Facebook (FB) plans to appoint members to its content oversight board later this year.

That’s according to Monika Bickert, Facebook’s head of global policy management, who spoke to Yahoo Finance’s Editor-in-Chief Andy Serwer from Facebook’s Menlo Park headquarters as part of a wide-ranging interview with her and two other executives who oversee content at Facebook: VP of Global Operations John DeVine and Vice President of Integrity, Guy Rosen.

“We will be releasing a charter that will explain, basically, how the board is going to work,” she said. “We are still in the process of figuring out some of the specifics and exactly who will be on it, but this is something that we are hoping to have people in place for the board by the end of this year.”

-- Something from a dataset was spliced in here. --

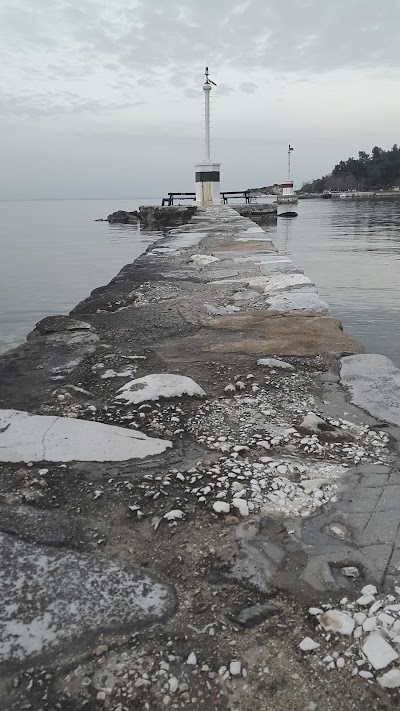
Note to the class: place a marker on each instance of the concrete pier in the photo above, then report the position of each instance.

The oversight board will make decisions on whether to allow certain types of content on Facebook’s platform, as it grapples with how to combat controversial user content on its platform.

“We are creating a council, an oversight board, to which people can appeal,” Bickert added. “If they go through a Facebook appeal and they don't like our decision, they can appeal and ask this board to take a look and make a decision about whether or not that piece of content should be on Facebook. And that decision will be binding.”

Facebook has held events in various cities across the world throughout 2019 “with hundreds of folks that are experts in freedom of expression and internet and governance and digital rights,” said Guy Rosen, Facebook’s VP of Integrity.

The company is also taking steps to ensure the board remains independent in its decision making, especially as it relates to how board members are compensated.

“We need to create some sort of independent entity that we pre-fund, because we do need to make sure the board has the facility to operate and to compensate people for their time,” Rosen added. “But we don't want to be involved in any of those decisions on an ongoing basis, because we need to make sure that they can be truly independent and they can overrule us.”